If we are willing to punish students who don’t do the work with a grade of 0, regardless of what that student actually knows, then it seems to me we are also saying we should reward students who work hard, regardless of what they know. It’s the same thing. So by this logic, we need to make sure that the students who get the highest grades in our classes are the ones who spend the most extra time on the course, hand in the most things, and work harder than all the rest. Let’s reserve the 98% grades in Math 30 Pure for students like this, regardless of what they know. Let’s reserve the failing grades for students who don’t work hard, regardless of what they know. Let’s make sure smart lazy students fail because that will teach them about the real world. Let’s make sure hard-working students are rewarded with high grades so we can fill our medical and engineering schools with hard-working students, even if they’re not that bright.

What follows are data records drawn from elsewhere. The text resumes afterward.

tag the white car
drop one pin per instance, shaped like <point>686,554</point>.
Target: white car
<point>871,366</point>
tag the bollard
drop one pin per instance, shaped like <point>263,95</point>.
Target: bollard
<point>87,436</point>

Does that paragraph above sound as ridiculous to you as it does to me? Good. Because now you know what I hear every time I read a comment like the one I opened this article with. That’s what school would look like if we believed it was exactly like having a job.
Our curriculum doesn’t allow us to reward hard-working students with grades. It doesn’t allow us to punish lazy students with grades. Hard work just isn’t an outcome in the high school math curriculum in Alberta.
A bright kid who does no work (I assume people are talking about homework here) and still writes and passes my tests will pass my class. He has to. He has shown me he can do the math.
A weak, hard-working student who does every single thing I assign, but fails the tests will fail my class. He has to. He has shown me he can’t do the math.
Any student, weak or strong, who doesn’t write my tests cannot be assessed. I make him do the course again. I have to. He hasn’t shown me whether or not he can do the math, so I can’t pass him.
The bottom line is that I can’t assess work. Doing work just isn’t in my curriculum. Knowing math is. That’s all I can assess.